Zum Teil wurden in der vorliegenden Studie die unterschiedlichen aus der Literatur bekannten CR-Grenzwerte überschritten. Es kam jedoch nur zu einem sehr geringen Tausch der Ränge in der Stratifizierung nach CR-Grenzen. Die Ränge der Kriterien waren damit insgesamt stabil. Bei der Stichprobe handelt es sich um eine nicht repräsentative Gelegenheitsstichprobe. Der Stichprobenumfang ist ausreichend für stabile Ergebnisse des AHP, jedoch nur eingeschränkt aussagekräftig in Hinblick auf weitere Analysen.
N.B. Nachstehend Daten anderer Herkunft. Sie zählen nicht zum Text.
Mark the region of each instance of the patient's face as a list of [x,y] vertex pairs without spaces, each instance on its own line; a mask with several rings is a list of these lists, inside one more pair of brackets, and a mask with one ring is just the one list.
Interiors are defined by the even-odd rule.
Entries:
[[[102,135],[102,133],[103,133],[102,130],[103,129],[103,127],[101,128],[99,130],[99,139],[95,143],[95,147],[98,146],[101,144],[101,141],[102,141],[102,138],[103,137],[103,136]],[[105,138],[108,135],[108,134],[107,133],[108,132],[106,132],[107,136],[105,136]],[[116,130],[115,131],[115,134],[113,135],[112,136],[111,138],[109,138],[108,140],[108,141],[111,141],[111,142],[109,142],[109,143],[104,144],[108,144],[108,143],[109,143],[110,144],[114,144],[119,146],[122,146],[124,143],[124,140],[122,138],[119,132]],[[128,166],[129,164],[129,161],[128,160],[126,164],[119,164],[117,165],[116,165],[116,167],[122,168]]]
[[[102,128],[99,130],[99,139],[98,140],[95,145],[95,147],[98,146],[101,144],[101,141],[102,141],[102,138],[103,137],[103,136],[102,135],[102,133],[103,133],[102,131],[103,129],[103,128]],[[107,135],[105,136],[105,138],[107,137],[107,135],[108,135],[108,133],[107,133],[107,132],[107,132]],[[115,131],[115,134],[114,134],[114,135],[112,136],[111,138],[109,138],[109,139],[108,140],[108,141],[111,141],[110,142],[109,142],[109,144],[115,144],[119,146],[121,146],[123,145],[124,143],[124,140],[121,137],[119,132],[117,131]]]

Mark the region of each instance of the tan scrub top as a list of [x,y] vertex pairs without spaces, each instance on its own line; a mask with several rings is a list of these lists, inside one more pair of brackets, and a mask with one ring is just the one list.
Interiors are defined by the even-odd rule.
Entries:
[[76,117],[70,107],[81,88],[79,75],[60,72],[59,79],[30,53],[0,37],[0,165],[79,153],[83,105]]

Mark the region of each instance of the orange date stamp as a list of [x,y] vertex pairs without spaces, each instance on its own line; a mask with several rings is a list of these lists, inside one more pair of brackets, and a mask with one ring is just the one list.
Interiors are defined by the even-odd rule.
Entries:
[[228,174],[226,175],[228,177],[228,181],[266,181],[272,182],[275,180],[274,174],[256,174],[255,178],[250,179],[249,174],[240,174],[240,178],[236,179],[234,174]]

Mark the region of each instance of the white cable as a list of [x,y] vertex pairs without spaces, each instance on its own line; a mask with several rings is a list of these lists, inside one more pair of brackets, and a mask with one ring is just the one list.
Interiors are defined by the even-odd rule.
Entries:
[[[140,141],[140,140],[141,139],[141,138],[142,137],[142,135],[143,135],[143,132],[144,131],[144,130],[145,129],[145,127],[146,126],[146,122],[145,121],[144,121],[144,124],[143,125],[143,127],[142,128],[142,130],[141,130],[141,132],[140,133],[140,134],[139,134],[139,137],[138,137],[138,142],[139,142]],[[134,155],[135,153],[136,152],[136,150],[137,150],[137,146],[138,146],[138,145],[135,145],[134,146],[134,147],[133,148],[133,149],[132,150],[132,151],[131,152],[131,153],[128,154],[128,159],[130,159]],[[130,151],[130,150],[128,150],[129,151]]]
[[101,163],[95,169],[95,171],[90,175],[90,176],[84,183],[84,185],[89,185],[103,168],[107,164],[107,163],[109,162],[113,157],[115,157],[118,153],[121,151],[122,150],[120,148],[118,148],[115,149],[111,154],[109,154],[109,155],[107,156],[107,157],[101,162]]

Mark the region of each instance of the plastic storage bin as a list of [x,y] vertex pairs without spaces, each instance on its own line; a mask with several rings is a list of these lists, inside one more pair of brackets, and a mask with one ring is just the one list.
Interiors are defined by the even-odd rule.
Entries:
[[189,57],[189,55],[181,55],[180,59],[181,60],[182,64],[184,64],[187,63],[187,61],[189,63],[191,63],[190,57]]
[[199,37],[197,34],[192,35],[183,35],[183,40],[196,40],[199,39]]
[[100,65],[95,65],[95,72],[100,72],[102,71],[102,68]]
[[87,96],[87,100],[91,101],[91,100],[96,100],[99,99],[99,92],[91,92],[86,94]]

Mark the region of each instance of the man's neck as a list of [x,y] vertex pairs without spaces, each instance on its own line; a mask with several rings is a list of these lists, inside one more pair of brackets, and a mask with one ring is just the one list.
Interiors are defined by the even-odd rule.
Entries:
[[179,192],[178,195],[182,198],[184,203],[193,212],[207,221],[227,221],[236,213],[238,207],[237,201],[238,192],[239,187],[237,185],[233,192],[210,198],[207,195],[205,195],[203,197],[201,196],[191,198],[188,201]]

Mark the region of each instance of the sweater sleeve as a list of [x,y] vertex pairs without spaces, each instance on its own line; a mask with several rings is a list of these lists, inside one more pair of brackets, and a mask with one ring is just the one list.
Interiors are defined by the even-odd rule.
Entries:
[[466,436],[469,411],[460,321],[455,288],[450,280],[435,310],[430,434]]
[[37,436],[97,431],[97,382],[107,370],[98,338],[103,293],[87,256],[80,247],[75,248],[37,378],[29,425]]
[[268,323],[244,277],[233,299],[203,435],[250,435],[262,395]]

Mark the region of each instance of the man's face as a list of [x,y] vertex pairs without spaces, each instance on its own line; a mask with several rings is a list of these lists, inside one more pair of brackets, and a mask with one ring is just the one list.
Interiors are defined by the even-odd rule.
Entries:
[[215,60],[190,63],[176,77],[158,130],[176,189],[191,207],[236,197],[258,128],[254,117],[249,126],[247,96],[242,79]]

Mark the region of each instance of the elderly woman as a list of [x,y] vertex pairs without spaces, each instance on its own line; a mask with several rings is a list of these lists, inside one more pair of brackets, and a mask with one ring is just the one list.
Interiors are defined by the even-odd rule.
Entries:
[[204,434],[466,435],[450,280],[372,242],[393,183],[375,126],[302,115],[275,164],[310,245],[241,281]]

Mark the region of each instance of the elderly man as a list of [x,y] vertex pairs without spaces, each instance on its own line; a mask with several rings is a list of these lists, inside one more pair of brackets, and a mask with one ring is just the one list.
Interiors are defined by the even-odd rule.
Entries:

Praktische Implikationen: Es liegen keine validen Daten zum Versorgungsangebot von frühen Schwangerschaftsverlusten in Deutschland vor. Auf Grund des großen Wunsches der Teilnehmerinnen über alle Versorgungsoptionen informiert zu werden und eine informierte individuelle Entscheidung treffen zu können, erscheint eine Rangreihung der vorliegenden Versorgungsoptionen nicht sinnvoll. Im Gegensatz zu England und den USA gibt es in Deutschland keine Leitlinie zum FSV und auch keine Nutzerinneninformation zu den Versorgungsoptionen. Als bedeutsam identifizierte Leistungskriterien könnten bei deren Erstellung berücksichtigt werden.